View Single Post
  #3   Report Post  
Grant Erwin
 
Posts: n/a
Default Strategies for dealing with stuff/supply/material collections?

I face this all the time. Too Much Stuff. There is only one real solution:
use it or lose it! In my shop I have machinery, tooling, tools, supplies,
stock, and projects underway. I took a bit of space and built some shelves
and got a bunch of big boxes and now when I get a project underway and then
it gets put on hold for some time (i.e. waiting on a Mcmaster order or waiting
for another project) it goes into a box on those shelves. That helped a lot.
I also gulped hard and deprioritized some bigger stuff like my pressure washer,
a diesel-fired Landa hot water attachment that went with it, some great cast
iron crane wheels, my salmon smoker and my welding rod ovens, and sold them
off. From that I got an entire room which is now used for band practice. Yes,
sometimes I miss my pressure washer! But 4 people in my house use the music
studio *all the time*, so it has a higher priority. I also sold my 10 ton
boom truck. Out she goes. Got me a huge piece of driveway back.

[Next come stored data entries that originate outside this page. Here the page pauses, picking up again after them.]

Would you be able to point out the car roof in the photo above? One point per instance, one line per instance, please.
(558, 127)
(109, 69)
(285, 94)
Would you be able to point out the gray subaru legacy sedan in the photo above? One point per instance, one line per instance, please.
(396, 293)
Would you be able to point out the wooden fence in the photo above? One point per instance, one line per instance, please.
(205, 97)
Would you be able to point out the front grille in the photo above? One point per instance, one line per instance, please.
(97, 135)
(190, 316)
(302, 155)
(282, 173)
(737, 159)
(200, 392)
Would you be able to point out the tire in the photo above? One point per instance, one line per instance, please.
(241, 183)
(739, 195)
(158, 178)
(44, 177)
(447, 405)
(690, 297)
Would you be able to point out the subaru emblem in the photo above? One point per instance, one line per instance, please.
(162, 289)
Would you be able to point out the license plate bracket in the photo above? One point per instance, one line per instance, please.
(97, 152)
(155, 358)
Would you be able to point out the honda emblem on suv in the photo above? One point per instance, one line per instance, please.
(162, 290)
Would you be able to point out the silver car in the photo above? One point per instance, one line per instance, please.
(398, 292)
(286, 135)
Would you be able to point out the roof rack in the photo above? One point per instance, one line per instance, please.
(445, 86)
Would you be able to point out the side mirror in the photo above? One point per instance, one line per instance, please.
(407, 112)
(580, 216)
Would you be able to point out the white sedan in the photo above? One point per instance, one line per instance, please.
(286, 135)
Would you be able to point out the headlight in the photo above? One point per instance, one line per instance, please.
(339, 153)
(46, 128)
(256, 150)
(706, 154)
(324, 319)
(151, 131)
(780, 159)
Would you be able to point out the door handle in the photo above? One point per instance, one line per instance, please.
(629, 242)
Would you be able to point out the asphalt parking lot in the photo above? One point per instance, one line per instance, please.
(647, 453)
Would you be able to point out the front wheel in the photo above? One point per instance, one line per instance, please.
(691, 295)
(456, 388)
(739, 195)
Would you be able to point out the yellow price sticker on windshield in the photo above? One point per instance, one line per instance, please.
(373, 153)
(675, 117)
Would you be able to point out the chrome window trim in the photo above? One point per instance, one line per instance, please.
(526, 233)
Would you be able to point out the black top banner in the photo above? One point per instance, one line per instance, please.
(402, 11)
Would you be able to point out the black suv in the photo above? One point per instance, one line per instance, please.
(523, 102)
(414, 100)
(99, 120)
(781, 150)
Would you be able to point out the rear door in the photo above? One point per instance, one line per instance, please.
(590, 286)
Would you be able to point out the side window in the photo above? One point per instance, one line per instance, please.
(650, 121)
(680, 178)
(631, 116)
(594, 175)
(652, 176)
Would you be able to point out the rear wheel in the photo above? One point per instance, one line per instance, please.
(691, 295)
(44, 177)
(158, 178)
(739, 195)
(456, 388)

I am pretty ruthless when it comes to stuff like boxes of switches or oddball
stuff. I got one of those sets of plastic drawers back in the mid-80s and I
put a bunch of stuff like that in those boxes. I carted them around for 20
years and then pitched most of it and regretted keeping them that long. I
keep now what I might use in projects I'm currently envisioning, or items
that are hard to find and can always be sold (e.g. Square D start/stop buttons
in enclosures) but basically there is another principle that really applies
he let the store store. Buy what you need.

My dad had a thing about nails. In one of our kitchen pantry cupboards were
jars full of nails. I never once saw one of them go out and into the house,
but by God he never let anyone touch those jars of nails. How much is a whole
cupboard worth of space in a kitchen pantry worth over 40 years? Jeez.

You need to be ruthlessly honest with yourself. (I believe that some of us
have found our way to this hobby just because our subconscious minds have
guided us here just to learn this lesson!) Do you USE any of those switches
or miscellaneous on projects? Do you really?

Grant Erwin
Kirkland, Washington


GTO69RA4 wrote:
OK, the Big Question that hangs over the heads of so many of us. I have a large
(for a basement shop anyway) stash of all kinds of stuff. Supplies, fasteners,
parts, equipment, whatever. My problem isn't storage per se (so recommending
Vidmar cabinets won't help in this case), because I have vast ranks of shelves,
cabinets, and boxes with everything in them, but the fact that my neat storage
is occupying most of the spatial volume. Running out of room for people and
tools.

What kind of tactics do you guys take to maintaining stashes of things without
it getting out of hand? I'm not talking just junk here--mostly good stuff that
now and then I find myself dipping into. Lots of boxes of switches, oddball
screws, whatever. What kind of "supply line" do you keep? How much backstocked
stuff? What do you do when it's time to thin out the flock?

Sorry for asking such a broad question, but it's a lot easier to work through
this kind of thing with outside input. Or rather outside input that doesn't say
"well why don't you just toss all this out" while looking and your drill press
and bandsaw. You guys must have developed methods to deal with the madness.